Taxa que seria cobrada de turistas em Ilhabela é suspensa pelo TCE
A Taxa de Preservação Ambiental (TPA), que começaria a ser cobrada nesta quinta-feira (18/12) em Ilhabela, no litoral norte de São Paulo, foi suspensa por determinação do Tribunal de Contas do Estado (TCE).
A decisão ocorreu após representações apontarem possíveis irregularidades no processo licitatório destinado à contratação da empresa responsável pela implantação, manutenção e gestão do sistema de pagamento virtual da tarifa. A previsão era de que a medida devia entrar em vigor na segunda quinzena de dezembro.
Em nota, a Prefeitura de Ilhabela informou que optou pela revogação da licitação para realizar ajustes no edital, com o objetivo de viabilizar a implementação da taxa ainda durante a temporada de verão 2025/2026.
O termo de revogação foi publicado no Diário Oficial do município em 19 de novembro. Uma nova licitação para a contratação da empresa responsável pela cobrança foi aberta nesta quinta-feira, mas o início da cobrança ainda não tem data definida.
A TPA foi aprovada pela Câmara Municipal de Ilhabela em setembro deste ano. Pelo projeto, veículos com placas de Ilhabela e da cidade vizinha de São Sebastião, além de ambulâncias e veículos oficiais, estariam isentos da cobrança.
A proposta prevê que turistas paguem R$ 19 em dias úteis e R$ 28,50 aos fins de semana para entrar no arquipélago por meio da balsa. Para a saída do município, o valor seria de R$ 48, independentemente do tempo de permanência.
Taxa para turistas em Ilhabela
- A taxa de preservação ambiental foi aprovada pela Câmara Municipal de Ilhabela em setembro deste ano.

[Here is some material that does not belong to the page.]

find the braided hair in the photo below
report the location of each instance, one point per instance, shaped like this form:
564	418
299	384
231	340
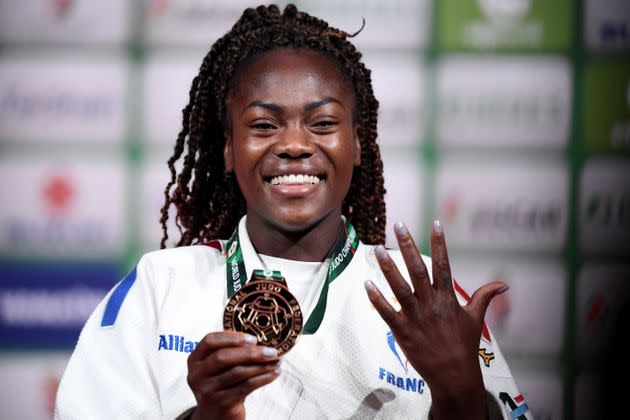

- Carros com placas de Ilhabela e da cidade vizinha de São Sebastião estariam isentos da cobrança, assim como ambulâncias e veículos oficiais.
- O turistas teriam que pagar R$ 19, em dias úteis, e R$ 28,50, aos fins de semana, para entrar por balsa no arquipélago.
- Os visitantes também teriam que desembolsar R$ 48 para sair do município, independentemente do período de permanência.
- A tarifa para carros já tinha sido implantada em 2007, com cabines físicas de pagamento, mas foi suspensa durante a pandemia de Covid-19.
- A medida recém-aprovada determina a cobrança por travessia de veículo, com pagamento eletrônico por leitura de placas ou tags automáticas (cartões de crédito, débito ou Pix).
- Os valores definidos são de R$ 10 para motos; R$ 48 para carros, utilitários e kombis; R$ 70 para vans e caminhões; R$ 100 para micro-ônibus; e R$ 140 para ônibus.